PRECEPT: LAWRIE BALFOUR *96 '87 ON FREEDOM, TONI MORRISON - SEPT 22, 2021

Lawrie Balfour *96 '87 will lead a timely and arresting approach to understanding freedom in America today. How should we understand freedom? How should we understand freedom in the shadow of racial slavery and colonialism? 

For Toni Morrison, these questions are concrete, urgent, conjoined. Professor Balfour’s project advances a fresh understanding of modern freedom by drawing from Morrison’s deep reservoir of words that are “unquestionably political and irrevocably beautiful at the same time.” 
 
This precept will come out of the first draft of Imagining Freedom: Toni Morrison and the Work of Words, which contests the traditional study of freedom in political theory and philosophy by tracing Morrison's reflections on its many meanings in her novels and non-fiction from the 1970s-2019.  She completed this draft while at the Institute for Advanced Study in Princeton.
 
Professor Balfour is particularly pleased to lead this precept at our Princeton Club of Chicago because, in addition to earning her A.B., M.A. and Ph.D. from Princeton, it was there that she "first became enthralled by Morrison’s writing".  .

Wednesday, SEPT 22, 2021
6:00 - 7 PM Central

 
Virtual Via Zoom
Link will be e-mailed to registered guests on 9/22.
 

CLICK TO RESERVE BY 9/21 @ 3 pm!

pcc-logo

 Join NOW to receive PCC Member priority reservation, member pricing, and to support Princeton events and service opportunities.  Membership is free for Class of 2021, but you must join.  Membership starts at only $25/year.

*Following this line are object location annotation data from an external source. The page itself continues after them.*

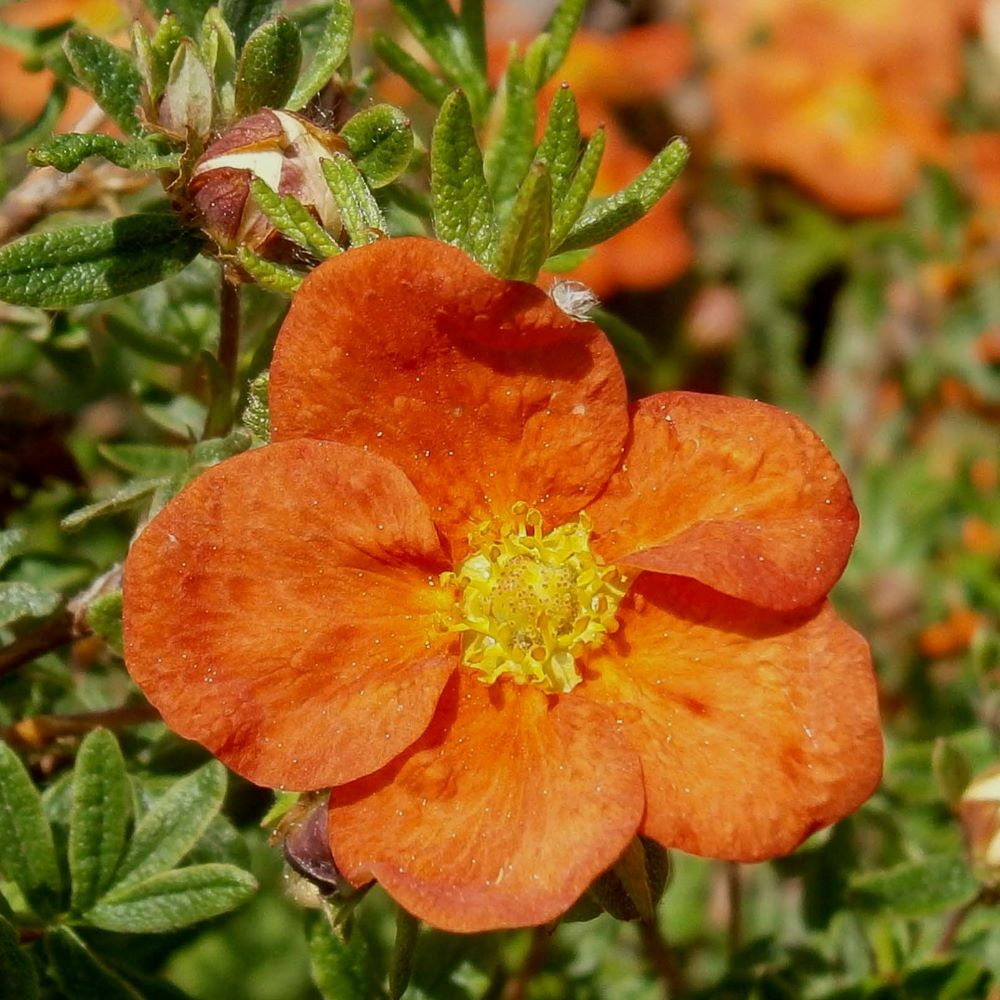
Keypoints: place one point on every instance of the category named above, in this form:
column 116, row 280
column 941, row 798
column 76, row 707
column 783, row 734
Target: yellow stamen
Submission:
column 529, row 603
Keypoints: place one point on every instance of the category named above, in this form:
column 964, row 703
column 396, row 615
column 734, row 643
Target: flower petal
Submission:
column 736, row 494
column 754, row 729
column 278, row 611
column 501, row 816
column 481, row 390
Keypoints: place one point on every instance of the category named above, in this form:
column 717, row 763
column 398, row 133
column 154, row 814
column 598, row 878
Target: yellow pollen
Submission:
column 529, row 603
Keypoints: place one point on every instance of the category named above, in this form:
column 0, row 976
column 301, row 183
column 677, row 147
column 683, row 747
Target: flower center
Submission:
column 529, row 602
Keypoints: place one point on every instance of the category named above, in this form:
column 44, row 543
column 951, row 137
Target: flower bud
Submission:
column 979, row 811
column 283, row 150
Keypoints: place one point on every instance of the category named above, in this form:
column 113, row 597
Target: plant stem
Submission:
column 734, row 887
column 52, row 634
column 661, row 958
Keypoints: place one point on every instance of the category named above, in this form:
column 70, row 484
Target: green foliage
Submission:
column 76, row 264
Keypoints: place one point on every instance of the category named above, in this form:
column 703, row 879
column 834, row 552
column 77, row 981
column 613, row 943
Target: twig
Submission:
column 516, row 987
column 52, row 634
column 661, row 958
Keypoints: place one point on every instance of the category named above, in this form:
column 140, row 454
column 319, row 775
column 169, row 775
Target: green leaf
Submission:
column 271, row 277
column 430, row 87
column 109, row 75
column 13, row 542
column 25, row 600
column 524, row 240
column 569, row 207
column 359, row 211
column 66, row 152
column 173, row 825
column 27, row 851
column 463, row 208
column 77, row 264
column 104, row 616
column 79, row 972
column 99, row 816
column 381, row 143
column 187, row 107
column 916, row 888
column 129, row 496
column 268, row 67
column 244, row 17
column 509, row 156
column 292, row 218
column 18, row 980
column 616, row 213
column 147, row 460
column 560, row 147
column 560, row 31
column 434, row 24
column 43, row 125
column 333, row 48
column 401, row 963
column 173, row 899
column 343, row 968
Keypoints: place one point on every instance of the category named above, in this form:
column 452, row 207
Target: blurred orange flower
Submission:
column 510, row 621
column 847, row 97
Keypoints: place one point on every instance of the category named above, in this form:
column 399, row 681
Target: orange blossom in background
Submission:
column 509, row 619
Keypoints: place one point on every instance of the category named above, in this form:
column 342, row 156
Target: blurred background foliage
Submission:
column 832, row 247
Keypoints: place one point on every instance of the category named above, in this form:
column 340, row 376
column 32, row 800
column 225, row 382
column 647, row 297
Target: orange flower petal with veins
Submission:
column 277, row 611
column 481, row 390
column 754, row 729
column 734, row 493
column 501, row 816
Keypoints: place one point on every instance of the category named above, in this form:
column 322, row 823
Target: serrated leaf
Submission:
column 360, row 214
column 560, row 31
column 268, row 67
column 509, row 156
column 612, row 215
column 67, row 267
column 560, row 147
column 147, row 460
column 173, row 825
column 569, row 208
column 43, row 125
column 79, row 972
column 916, row 888
column 27, row 851
column 104, row 616
column 332, row 49
column 343, row 968
column 99, row 816
column 173, row 899
column 12, row 542
column 66, row 152
column 290, row 217
column 244, row 17
column 187, row 106
column 127, row 497
column 25, row 600
column 430, row 87
column 435, row 25
column 381, row 143
column 463, row 207
column 109, row 75
column 524, row 241
column 18, row 980
column 270, row 276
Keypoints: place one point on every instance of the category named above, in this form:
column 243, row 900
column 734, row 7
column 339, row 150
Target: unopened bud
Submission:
column 979, row 810
column 284, row 150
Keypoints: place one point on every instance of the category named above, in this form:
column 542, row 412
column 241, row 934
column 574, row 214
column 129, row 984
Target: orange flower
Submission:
column 846, row 96
column 511, row 622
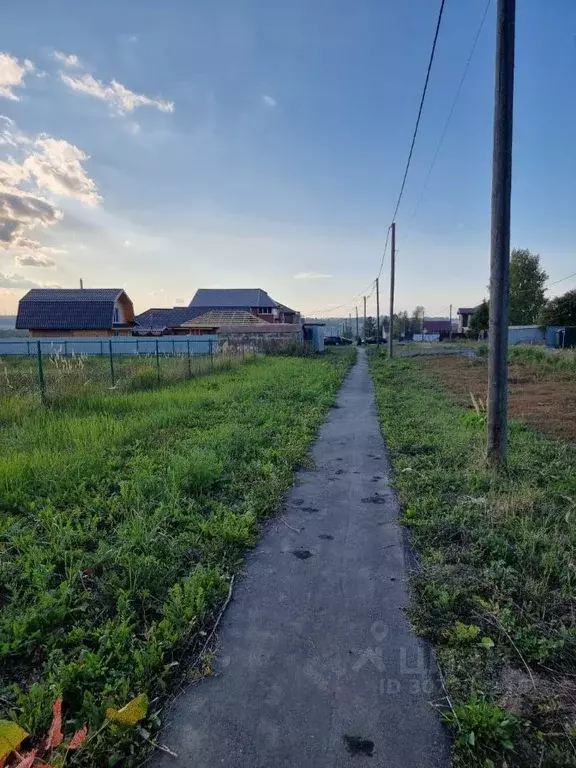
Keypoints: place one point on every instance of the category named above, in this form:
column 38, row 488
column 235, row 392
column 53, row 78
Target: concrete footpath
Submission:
column 317, row 666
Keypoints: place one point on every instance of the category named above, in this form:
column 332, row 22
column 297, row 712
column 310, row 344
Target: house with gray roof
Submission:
column 76, row 312
column 253, row 300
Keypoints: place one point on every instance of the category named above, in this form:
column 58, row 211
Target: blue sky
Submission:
column 252, row 143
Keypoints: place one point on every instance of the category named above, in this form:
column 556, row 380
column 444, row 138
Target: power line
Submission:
column 409, row 161
column 562, row 279
column 425, row 89
column 453, row 108
column 339, row 306
column 384, row 252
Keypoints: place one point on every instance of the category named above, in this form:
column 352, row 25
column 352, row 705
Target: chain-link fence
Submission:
column 57, row 371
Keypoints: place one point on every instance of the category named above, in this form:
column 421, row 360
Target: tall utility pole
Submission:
column 377, row 311
column 392, row 278
column 500, row 234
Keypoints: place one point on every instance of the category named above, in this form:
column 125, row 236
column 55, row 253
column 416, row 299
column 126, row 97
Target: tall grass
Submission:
column 121, row 519
column 496, row 588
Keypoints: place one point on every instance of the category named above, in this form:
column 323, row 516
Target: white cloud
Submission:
column 57, row 167
column 120, row 98
column 311, row 276
column 11, row 281
column 34, row 260
column 50, row 165
column 69, row 60
column 12, row 74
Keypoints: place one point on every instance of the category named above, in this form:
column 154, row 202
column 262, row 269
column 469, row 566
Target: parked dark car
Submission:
column 336, row 341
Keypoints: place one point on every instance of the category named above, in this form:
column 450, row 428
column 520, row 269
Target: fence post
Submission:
column 157, row 363
column 111, row 362
column 41, row 381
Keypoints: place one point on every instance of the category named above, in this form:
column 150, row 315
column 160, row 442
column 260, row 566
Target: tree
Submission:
column 560, row 311
column 369, row 328
column 417, row 319
column 480, row 318
column 527, row 290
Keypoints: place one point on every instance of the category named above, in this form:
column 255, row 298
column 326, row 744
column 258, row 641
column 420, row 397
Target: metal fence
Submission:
column 58, row 369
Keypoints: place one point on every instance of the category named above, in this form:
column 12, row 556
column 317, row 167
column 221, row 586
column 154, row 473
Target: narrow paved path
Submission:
column 317, row 666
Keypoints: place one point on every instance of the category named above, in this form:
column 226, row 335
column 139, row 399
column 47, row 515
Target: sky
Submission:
column 165, row 147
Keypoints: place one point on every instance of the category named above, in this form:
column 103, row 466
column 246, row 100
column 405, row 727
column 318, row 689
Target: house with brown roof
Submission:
column 240, row 326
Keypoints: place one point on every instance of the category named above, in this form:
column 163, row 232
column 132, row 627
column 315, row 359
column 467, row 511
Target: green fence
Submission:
column 54, row 374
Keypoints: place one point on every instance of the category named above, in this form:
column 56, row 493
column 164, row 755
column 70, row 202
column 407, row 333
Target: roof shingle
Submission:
column 61, row 309
column 231, row 298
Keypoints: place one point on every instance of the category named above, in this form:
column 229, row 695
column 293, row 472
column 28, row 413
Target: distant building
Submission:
column 76, row 312
column 165, row 321
column 464, row 315
column 437, row 326
column 253, row 301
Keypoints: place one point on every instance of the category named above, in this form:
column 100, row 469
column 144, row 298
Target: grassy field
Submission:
column 542, row 384
column 496, row 588
column 122, row 519
column 67, row 377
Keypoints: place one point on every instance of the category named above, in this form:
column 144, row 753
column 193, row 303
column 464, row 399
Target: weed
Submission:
column 122, row 518
column 484, row 731
column 496, row 585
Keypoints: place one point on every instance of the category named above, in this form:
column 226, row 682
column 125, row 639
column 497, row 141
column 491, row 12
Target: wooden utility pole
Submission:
column 500, row 234
column 392, row 279
column 377, row 311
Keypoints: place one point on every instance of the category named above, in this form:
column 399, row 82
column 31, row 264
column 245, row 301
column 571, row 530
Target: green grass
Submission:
column 68, row 377
column 122, row 518
column 495, row 590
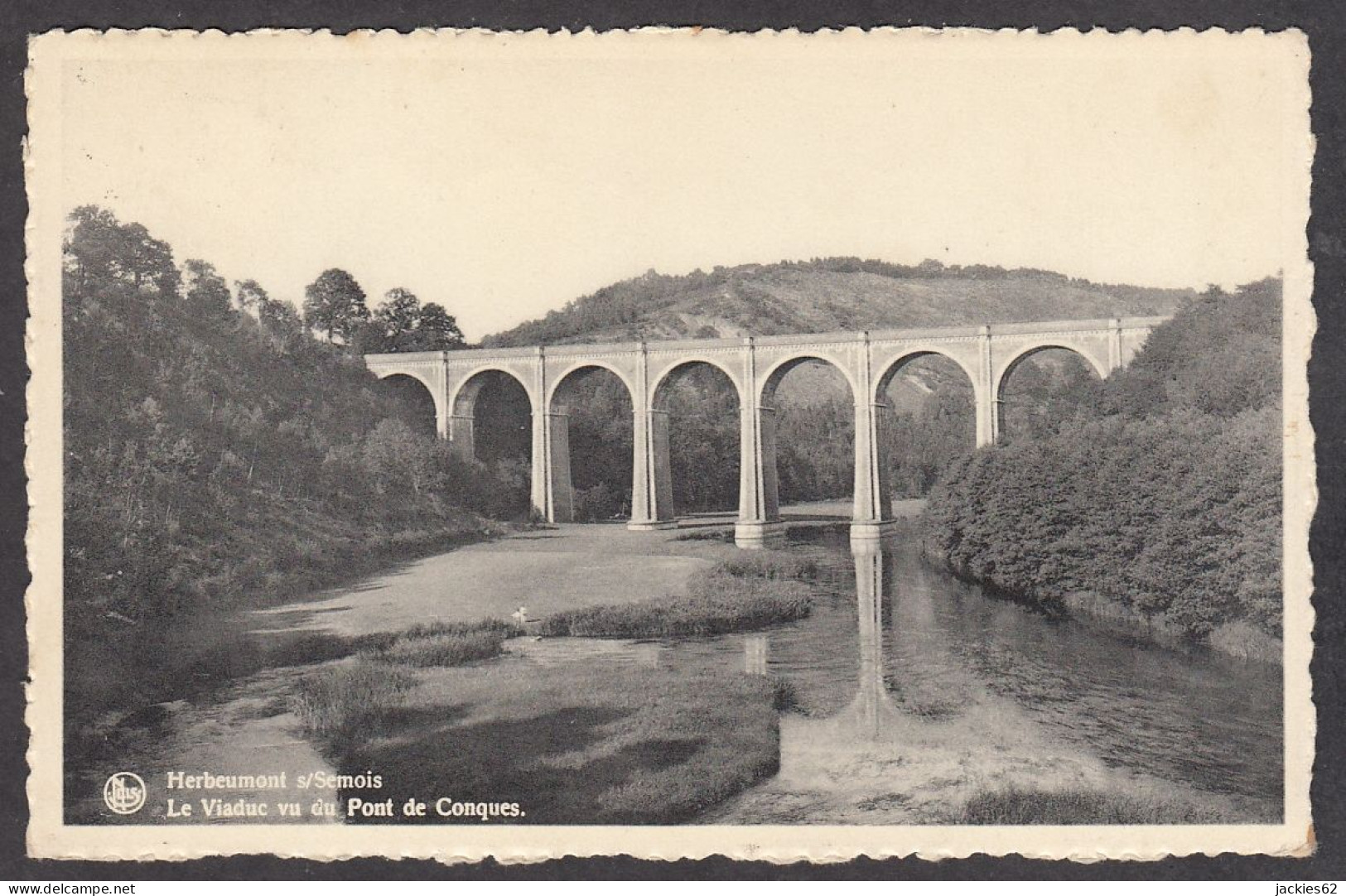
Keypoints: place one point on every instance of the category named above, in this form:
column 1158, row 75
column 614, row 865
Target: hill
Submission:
column 217, row 456
column 831, row 295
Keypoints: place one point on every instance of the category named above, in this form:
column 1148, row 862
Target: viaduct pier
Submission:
column 755, row 365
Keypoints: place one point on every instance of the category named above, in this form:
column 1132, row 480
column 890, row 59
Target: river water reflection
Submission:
column 895, row 639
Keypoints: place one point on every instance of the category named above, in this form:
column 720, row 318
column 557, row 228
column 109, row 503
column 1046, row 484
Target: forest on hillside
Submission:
column 1160, row 505
column 219, row 451
column 829, row 293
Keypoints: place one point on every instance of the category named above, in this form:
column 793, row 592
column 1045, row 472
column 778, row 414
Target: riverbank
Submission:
column 775, row 727
column 572, row 743
column 1236, row 639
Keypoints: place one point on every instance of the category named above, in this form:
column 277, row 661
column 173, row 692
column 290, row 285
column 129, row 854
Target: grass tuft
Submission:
column 1081, row 806
column 344, row 697
column 742, row 594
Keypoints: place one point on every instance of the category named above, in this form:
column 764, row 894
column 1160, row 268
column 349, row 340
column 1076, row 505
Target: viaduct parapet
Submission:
column 755, row 365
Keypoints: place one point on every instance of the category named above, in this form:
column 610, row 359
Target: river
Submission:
column 914, row 691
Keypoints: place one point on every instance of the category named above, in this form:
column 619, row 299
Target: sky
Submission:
column 504, row 176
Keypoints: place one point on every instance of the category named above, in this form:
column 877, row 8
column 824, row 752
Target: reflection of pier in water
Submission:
column 872, row 712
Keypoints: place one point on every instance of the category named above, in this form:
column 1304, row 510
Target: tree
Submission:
column 439, row 330
column 335, row 304
column 402, row 323
column 249, row 296
column 100, row 249
column 206, row 295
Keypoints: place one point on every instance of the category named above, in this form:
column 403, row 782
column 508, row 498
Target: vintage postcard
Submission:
column 669, row 443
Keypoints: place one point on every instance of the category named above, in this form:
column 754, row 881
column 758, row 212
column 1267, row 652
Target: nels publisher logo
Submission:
column 124, row 792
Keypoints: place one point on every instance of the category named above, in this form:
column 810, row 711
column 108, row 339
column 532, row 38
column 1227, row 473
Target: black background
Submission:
column 1324, row 23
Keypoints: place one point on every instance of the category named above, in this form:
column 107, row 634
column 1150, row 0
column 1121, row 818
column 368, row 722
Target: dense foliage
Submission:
column 215, row 450
column 1162, row 506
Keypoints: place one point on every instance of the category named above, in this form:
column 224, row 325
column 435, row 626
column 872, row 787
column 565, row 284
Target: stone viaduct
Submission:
column 755, row 365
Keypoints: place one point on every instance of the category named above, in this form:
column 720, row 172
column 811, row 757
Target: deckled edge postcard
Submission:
column 109, row 829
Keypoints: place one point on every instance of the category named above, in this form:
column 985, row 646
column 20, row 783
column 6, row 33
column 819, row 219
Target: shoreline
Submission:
column 1236, row 641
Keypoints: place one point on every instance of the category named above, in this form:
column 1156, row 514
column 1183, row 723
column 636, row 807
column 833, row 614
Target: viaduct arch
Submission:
column 988, row 354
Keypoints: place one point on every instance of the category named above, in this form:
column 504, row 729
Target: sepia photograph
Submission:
column 669, row 443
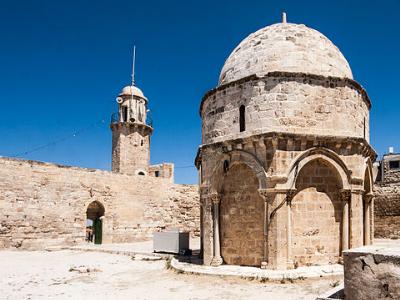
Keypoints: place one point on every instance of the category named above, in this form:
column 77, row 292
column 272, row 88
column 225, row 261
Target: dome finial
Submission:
column 283, row 17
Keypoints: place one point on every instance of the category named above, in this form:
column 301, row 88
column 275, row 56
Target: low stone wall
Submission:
column 44, row 204
column 387, row 210
column 372, row 273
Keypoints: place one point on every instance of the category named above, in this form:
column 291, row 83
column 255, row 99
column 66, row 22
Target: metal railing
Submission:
column 115, row 119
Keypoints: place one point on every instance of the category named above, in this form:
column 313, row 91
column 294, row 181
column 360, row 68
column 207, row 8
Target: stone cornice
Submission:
column 140, row 127
column 291, row 76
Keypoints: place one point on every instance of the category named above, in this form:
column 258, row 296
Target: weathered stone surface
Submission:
column 44, row 205
column 285, row 47
column 372, row 273
column 387, row 200
column 286, row 103
column 288, row 112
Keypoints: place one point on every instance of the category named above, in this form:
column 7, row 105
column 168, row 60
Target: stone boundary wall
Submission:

Questions?  Contact VP Grad Alum John Balfe *90 at balfejp@fastmail.us.

If you are experiencing technical difficulties registering, please call Alumni Services and register over the phone: 847-256-5800. 

lawriebalfour-headshot
 
Lawrie Balfour *96 '87

Lawrie Balfour is the James Hart Professor of Politics in the American Studies Department of the University of Virginia.  Her research focuses on the political, cultural, and moral legacies of slavery and their ongoing importance to democratic life. The recipient of multiple teaching awards, Balfour was the Laurance S. Rockefeller Visiting Associate Professor for Distinguished Teaching at Princeton’s University Center for Human Values in 2008-09; and she served as a visiting faculty member at the École des hautes études en sciences sociales in Paris in May 2012.  She was a Member of the School of Social Sciences, 2020 - 2021 at the Institute for Advanced Study and a 2020-21 Guggenheim Fellow.
 
She is the author of Democracy’s Reconstruction: Thinking Politically with W. E. B. Du Bois (Oxford University Press), The Evidence of Things Not Said: James Baldwin and the Promise of American Democracy (Cornell University Press), and numerous articles and essays on race, gender, literature, and the politics of memory. Lawrie has served as editor of Political Theory: An International Journal of Political Philosophy from 2017 through 2021. She is now completing Imagining Freedom: Toni Morrison and the Work of Words.She is also at work on an ongoing project on reparations for slavery and Jim Crow.
 
She received her Ph.D. 1996, her M.A. (1993) and A.B., summa cum laude (1987) from Princeton University. She earned an M.T.S. degree from Harvard Divinity School in 1989.